NHS Improvement Contract Ready to be Announced as Countdown Continues

An important contract relating to NHS Improvement will be awarded this week as organisation in the health service continues to evolve.

The contract to design the structure of the NHS Improvement organisation is reported to be worth more than £1 million in total.

As part of the process of drawing up the structures related to this organisation, the successful consultancy will work alongside an integration director, producing a comprehensive operating model by February.

It is suggested that the work could also incorporate a leadership review and leadership development interventions of existing employees within the NHS Improvement organisation.
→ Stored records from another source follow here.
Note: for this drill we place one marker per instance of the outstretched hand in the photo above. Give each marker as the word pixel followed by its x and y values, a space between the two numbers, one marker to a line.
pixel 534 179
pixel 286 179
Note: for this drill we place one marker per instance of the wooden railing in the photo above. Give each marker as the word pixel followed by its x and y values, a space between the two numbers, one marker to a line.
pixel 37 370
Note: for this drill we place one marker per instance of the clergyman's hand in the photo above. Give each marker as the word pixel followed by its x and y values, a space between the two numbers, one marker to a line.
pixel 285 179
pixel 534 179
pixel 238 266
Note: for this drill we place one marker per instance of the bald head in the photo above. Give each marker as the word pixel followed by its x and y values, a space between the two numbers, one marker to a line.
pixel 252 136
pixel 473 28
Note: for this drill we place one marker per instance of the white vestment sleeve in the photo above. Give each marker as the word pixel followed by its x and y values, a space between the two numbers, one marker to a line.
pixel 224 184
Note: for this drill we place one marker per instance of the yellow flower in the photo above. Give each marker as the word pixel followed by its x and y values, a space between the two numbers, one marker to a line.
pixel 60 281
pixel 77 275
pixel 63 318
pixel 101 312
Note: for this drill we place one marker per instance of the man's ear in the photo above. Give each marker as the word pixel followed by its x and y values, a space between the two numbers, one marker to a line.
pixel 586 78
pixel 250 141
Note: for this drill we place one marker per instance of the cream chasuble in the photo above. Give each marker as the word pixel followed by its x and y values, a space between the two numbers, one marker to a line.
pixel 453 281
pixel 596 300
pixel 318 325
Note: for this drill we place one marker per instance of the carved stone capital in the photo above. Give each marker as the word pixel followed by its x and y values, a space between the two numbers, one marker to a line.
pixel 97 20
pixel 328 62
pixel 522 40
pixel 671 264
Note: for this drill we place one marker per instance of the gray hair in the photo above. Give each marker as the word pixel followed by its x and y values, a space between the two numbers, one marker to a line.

This wide ranging modus operandi will cover every aspect of the way that the new monitor will operate, with both structure and culture considered particularly important.

The new regulator has been created by the merger of Monitor and the NHS Trust Development Authority, and early plans suggest that it will come into force at some point in 2016.

Reports indicate that the principal focus for NHS Improvement will be to drive and support both urgent operational improvement at the front line and the long-term sustainability of the healthcare system.

As is increasingly the case across the NHS as a whole, it is suggested that collaborative working will be central to the plans of this organisation.

A successful bidder for the contract will ultimately work alongside an internal program management office.

It is suggested that this office will comprise around twenty people, with an integration director in place in order to oversee the operation.

The consultancy selected will have been judged on organisational design and a “high level transition plan and pipeline”.

This process will lead to a draft organisational structure being produced by the beginning of December, with a final version to follow by the end of 2015.

A comprehensive operating model is also considered particularly important to the bidding process, with metrics for assessing quality, finances and sustainability central to this notion.

The final strategy document is to be submitted by March of next year, and major organisations Deloitte, McKinsey and KPMG have reportedly been shortlisted.

Northumbria Healthcare Foundation Trust chief executive Jim Mackey was named as the first head of the new organisation earlier this month.

The creation of NHS Improvement comes at a time when regulation of the NHS is particularly important.

The existing regulator Monitor has had to take action against numerous trusts in recent months as financial difficulties across the NHS become increasingly apparent.

This was only too succinctly illustrated by recent financial results which suggests that the NHS as a whole will be £2 billion in deficit by the end of the existing fiscal year.